I am going to launch a website, both the domains are not in use yet i.e. *.co.in* and *.in* but the *.com* is already occupied. So the choice only are the above both. Which one should is choose, which one is more user friendly?


----------



## gagan007 (May 27, 2011)

I think you should take both the remaining domains and watchout for .com too whenever it is free.


----------



## jkultimate (May 28, 2011)

"[Dot] in" is more likely to choose.

It is more convenient to use.


----------



## ssk_the_gr8 (May 28, 2011)

.in is a better idea


----------



## thetechfreak (May 30, 2011)

+1 for .in from my side.


----------



## newway01 (May 30, 2011)

If I were you I will choose .co.in, simply because it has more advantage when it comes to search engine rankings from what I have seen. For user friendly websites, choose .in extension. Bigrock has .in and .co.in domains for 99rs first year, so try to register both if possible.
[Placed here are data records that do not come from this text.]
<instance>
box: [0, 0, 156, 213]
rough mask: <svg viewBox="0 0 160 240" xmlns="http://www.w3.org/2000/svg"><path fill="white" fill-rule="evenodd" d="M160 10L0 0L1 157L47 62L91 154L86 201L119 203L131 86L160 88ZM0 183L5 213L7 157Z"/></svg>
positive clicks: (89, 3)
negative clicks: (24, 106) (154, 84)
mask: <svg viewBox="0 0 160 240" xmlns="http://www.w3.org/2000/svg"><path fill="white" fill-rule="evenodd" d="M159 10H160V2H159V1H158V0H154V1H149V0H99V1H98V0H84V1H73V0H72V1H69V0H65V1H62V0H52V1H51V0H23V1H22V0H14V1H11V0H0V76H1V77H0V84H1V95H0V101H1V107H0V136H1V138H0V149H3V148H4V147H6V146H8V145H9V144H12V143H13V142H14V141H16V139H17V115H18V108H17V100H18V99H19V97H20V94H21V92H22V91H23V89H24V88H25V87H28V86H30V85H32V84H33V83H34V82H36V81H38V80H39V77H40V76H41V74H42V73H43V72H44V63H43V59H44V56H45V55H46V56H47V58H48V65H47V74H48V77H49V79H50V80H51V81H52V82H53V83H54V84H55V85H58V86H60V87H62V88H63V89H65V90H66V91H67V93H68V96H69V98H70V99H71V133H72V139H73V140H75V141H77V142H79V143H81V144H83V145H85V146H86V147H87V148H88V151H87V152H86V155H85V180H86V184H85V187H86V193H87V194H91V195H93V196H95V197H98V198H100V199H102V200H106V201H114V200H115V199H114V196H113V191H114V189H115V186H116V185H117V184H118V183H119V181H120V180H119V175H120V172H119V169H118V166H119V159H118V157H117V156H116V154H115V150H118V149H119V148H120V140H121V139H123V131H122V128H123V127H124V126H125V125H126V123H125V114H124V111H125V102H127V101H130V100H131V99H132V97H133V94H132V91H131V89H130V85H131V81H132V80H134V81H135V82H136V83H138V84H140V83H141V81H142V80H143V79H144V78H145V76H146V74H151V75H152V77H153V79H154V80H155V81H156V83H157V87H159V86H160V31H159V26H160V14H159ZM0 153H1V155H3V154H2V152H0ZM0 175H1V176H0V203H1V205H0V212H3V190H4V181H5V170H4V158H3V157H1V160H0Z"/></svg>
However its upto you.


----------



## ssk_the_gr8 (May 30, 2011)

register both , redirect to one, best idea


----------



## Anorion (May 30, 2011)

consider the whole gamut of domains, there is also .biz and .co its user friendly to include the domain into the name of the site (eg: canv.as or expla.in). this has the added advantage of making your site easier to type, and share on social networks. 
donno how this about the search rankings tho


----------



## gagan007 (May 30, 2011)

I do not know why but .co domains are very very expensive


----------



## Zangetsu (May 30, 2011)

Synaptik said:


> I am going to launch a website, both the domains are not in use yet i.e. *.co.in* and *.in* but the *.com* is already occupied. So the choice only are the above both. Which one should is choose, which one is more user friendly?
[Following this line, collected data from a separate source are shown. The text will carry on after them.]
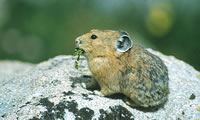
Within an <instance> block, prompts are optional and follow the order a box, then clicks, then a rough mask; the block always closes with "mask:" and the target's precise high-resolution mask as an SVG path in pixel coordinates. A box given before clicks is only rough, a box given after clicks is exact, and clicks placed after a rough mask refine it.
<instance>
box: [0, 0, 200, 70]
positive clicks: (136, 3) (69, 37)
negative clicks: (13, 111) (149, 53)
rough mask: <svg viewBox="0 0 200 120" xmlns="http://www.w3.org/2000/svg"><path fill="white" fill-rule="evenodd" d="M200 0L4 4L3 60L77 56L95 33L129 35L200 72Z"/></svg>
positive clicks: (36, 58) (26, 59) (149, 0)
mask: <svg viewBox="0 0 200 120" xmlns="http://www.w3.org/2000/svg"><path fill="white" fill-rule="evenodd" d="M199 5H200V0H80V1H79V0H0V60H4V59H14V60H21V61H27V62H33V63H38V62H40V61H43V60H47V59H49V58H52V57H54V56H57V55H61V54H65V55H66V54H67V55H68V54H73V50H74V40H75V38H76V37H78V36H79V35H81V34H83V33H86V32H88V31H89V30H90V29H94V28H95V29H102V30H105V29H112V30H125V31H127V32H128V33H129V34H130V35H131V37H132V39H133V40H134V41H135V42H136V43H137V44H140V45H142V46H144V47H150V48H153V49H155V50H158V51H161V52H163V53H164V54H166V55H173V56H176V57H177V58H179V59H182V60H184V61H186V62H188V63H189V64H191V65H193V66H194V67H195V68H196V69H198V70H200V53H199V52H200V46H199V45H200V40H199V39H200V30H199V29H200V7H199Z"/></svg>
only difference wud be less typing in ".in"....

otherwise both domains r good....

so .in wud be more preferable


----------



## sygeek (Jun 5, 2011)

.in is better because it is smaller (atleast to me)..Don't they cost the same in bigrock? Price isn't much of a factor here then.


----------



## maxmk (Jul 23, 2011)

sygeek said:


> .in is better because it is smaller (atleast to me)..Don't they cost the same in bigrock? Price isn't much of a factor here than.



I do agree with your guys.. .in is short and simple and then it all depends on SEO 



ssk_the_gr8 said:


> register both , redirect to one, best idea


+1 

This is a good idea as well


----------



## KDroid (Sep 3, 2011)

i would prefer .in


----------